Traduit dans Fiction voici plus de trente ans, « L’Homme aux aiguilles », inspiré d’une légende urbaine, trouve aujourd’hui une nouvelle jeunesse. Ce récit ne déparerait aucune anthologie de polar contemporain, où le crime se pavane très volontiers revêtu des sombres atours de l’horrible. On saura en apprécier toute l’amère saveur.

Texte d’un tout jeune Martin, datant de 1967, « Y a que les gosses qui ont peur du noir » croise thématique lovecraftienne et super-héros de comics. Il s’agit vraiment d’un récit de jeunesse perclus de défauts, et on aurait beaucoup gagné à une notice bibliographique expliquant le contexte de sa ré-daction. Si la nouvelle n’est pas en soi d’un grand intérêt propre, elle montre cependant que Martin s’intéressait déjà aux thèmes des « Wild Cards » dont le premier tome vient de sortir chez J’ai Lu. On peut appeler ça avoir de la suite dans les idées…

« On ferme », pochade sheckleyenne à l’humour ravageur, clôt le recueil sur un grand éclat de rire.

Plusieurs textes valent ici encore le détour, et Martin a suffisamment de talent pour que même ses fonds de tiroir présentent autant — voire davantage — d’intérêt que les textes de bien d’autres. Nulle déception au final, donc, car on sait à quoi s’attendre. Mais La Fleur de verre ne sera certainement pas une priorité. Un tel recueil ne concerne désormais plus que le fan de l’auteur. Le fan hardcore…

High-opp

Fond de tiroir ? Evidemment. « Demeuré inédit jusqu’à ce jour, refusé à l’époque et sans doute retrouvé dans les archives d’un agent littéraire », nous dit le quatrième de couverture ; le préfacier parle, lui, d’un roman perdu. High-Opp et une dizaine d’autres œuvres auraient ainsi pris le moisi durant plus d’un demi-siècle avant de refaire surface. On peut se demander pourquoi. Pourquoi ce roman n’a-t-il pas vu le jour durant les vingt années qui séparent Dune de la mort d’Herbert ? On ne peut que se perdre en conjectures d’autant que nul ne s’étend sur les conditions de cette résurgence inopinée.
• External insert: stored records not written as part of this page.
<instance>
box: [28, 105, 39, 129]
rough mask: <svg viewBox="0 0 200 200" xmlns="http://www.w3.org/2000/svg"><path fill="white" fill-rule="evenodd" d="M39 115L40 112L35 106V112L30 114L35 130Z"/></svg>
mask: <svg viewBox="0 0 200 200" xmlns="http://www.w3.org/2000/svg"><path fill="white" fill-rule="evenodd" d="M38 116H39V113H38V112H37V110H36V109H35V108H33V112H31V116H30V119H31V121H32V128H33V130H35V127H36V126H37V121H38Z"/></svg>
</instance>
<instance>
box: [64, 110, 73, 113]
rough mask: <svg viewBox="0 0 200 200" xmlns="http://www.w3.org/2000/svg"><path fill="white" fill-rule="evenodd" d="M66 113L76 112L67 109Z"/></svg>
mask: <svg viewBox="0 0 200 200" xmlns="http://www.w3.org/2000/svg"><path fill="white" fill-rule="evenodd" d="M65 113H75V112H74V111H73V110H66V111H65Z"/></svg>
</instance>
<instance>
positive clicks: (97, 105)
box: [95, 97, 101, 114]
A ses débuts, dans les années 50, Herbert ne publia qu’un unique roman (Le Dragon sous la mer), mais n’en continua pas moins d’écrire. High-Opp (Oh, le vilain titre !) date de la fin de ces années-là : après Le Dragon… et avant 1959, où il commença à rassembler du matériel en vue de Dune.

On ne peut que suivre Gérard Klein dans son éclairante postface (qu’on déconseille de lire avant le roman — ce n’est pas pour rien une postface). Klein voit sur High-Opp l’influence de trois écrivains majeurs de l’époque. Au premier chef : A. E. Van Vogt. Quant à la construction du récit, qu’il rapproche de celle du Monde des A. Mais aussi parce qu’il est question d’une « sémantique » qui n’est pas ce que l’on entend généralement par là, mais d’un corpus de techniques de propagande, et qui renverrait à la sémantique générale de Korzybski au cœur du roman de Van Vogt. Surtout, par la personnalité du héros, Daniel Movius, doué d’emblée mais se révélant hyperadapté aux circonstances ; il ne s’agit pas tant de pouvoirs surhumains que d’une capacité extrême d’homme providentiel à même de toujours fournir la réponse optimale à la situation. Autant d’éléments qui font penser à la programmation neurolinguistique (PNL) qui ne sera inventée qu’une vingtaine d’années plus tard par R. Bandler et J. Grinder et dont le fameux « la carte n’est pas le territoire » est la première présupposée. Movius apparaît comme l’archétype de la personne que la PNL se propose de modéliser en vue de la reproduction des compétences. La fin du roman d’Herbert explicite ce concept central de la PNL qui veut qu’un système (un individu, en somme) contienne en lui-même les ressources nécessaires au changement et à l’adaptation optimisée, et qu’il « suffit » de faire sauter les verrous que sont les croyances pour libérer ce potentiel. On voit là combien la PNL peut se rapprocher de la Dianétique. Mais elle n’est qu’un outil auquel Herbert ne voit pas du tout la même fonction.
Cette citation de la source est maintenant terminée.